I’ve heard hundreds of definitions and metaphors for sustainability. For a decade my company Futerra has been communicating this precious, complicated, simple idea in communities, through brands and across continents. So I’ve picked three favourite metaphors which sandwich the sublime between two moments of the ridiculous.

The first is courtesy of my co-founder at Futerra the guru, professional comic and activist Ed Gillespie. This one comes with humour warning...

“Sustainability is like teenage sex. Everybody says they are doing it, but very few actually are. And those which are doing it – are doing it wrong.”

Ed loves opening conference speeches with that one.
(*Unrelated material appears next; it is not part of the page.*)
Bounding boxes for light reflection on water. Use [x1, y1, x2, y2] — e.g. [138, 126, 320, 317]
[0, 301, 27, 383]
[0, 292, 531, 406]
The second isn’t really a metaphor but rather a poetic description of climate change. It’s the famous ‘Weather Speech’ by Titania from Shakespeare’s A Midsummer Night’s Dream (Act 2, Scene1):

The winds, piping to us in vain,
As in revenge, have suck'd up from the sea
Contagious fogs; which falling in the land
Have every pelting river made so proud
That they have overborne their continents:
The ox hath therefore stretch'd his yoke in vain,
The ploughman lost his sweat, and the green corn
Hath rotted ere his youth attain'd a beard;
The fold stands empty in the drowned field,
And crows are fatted with the murrion flock;
The nine men's morris is fill'd up with mud,
And the quaint mazes in the wanton green
For lack of tread are undistinguishable:
The human mortals want their winter cheer;
No night is now with hymn or carol blest:
Therefore the moon, the governess of floods,
Pale in her anger, washes all the air,
That rheumatic diseases do abound:
And thorough this distemperature we see
The seasons alter: hoary-headed frosts
Far in the fresh lap of the crimson rose,
And on old Hiems' thin and icy crown
An odorous chaplet of sweet summer buds
Is, as in mockery, set: the spring, the summer,
The childing autumn, angry winter, change
Their wonted liveries, and the mazed world,
By their increase, now knows not which is which:
And this same progeny of evils comes
From our debate, from our dissension;
We are their parents and original.

That in the 1590’s Shakespeare wrote the most chilling description of climatic upheaval inspired Ed and I to shoot a short film of the speech. Called ‘The Season’s Alter’,  it stars a young Keira Knightly.

The final example is my most often used. When asked to define or explain sustainable development I don’t call upon the great Bard, but rather upon Bill S. Preston, Esquire and Ted Theodore Logan:

“Be excellent to each other, and party on dudes.”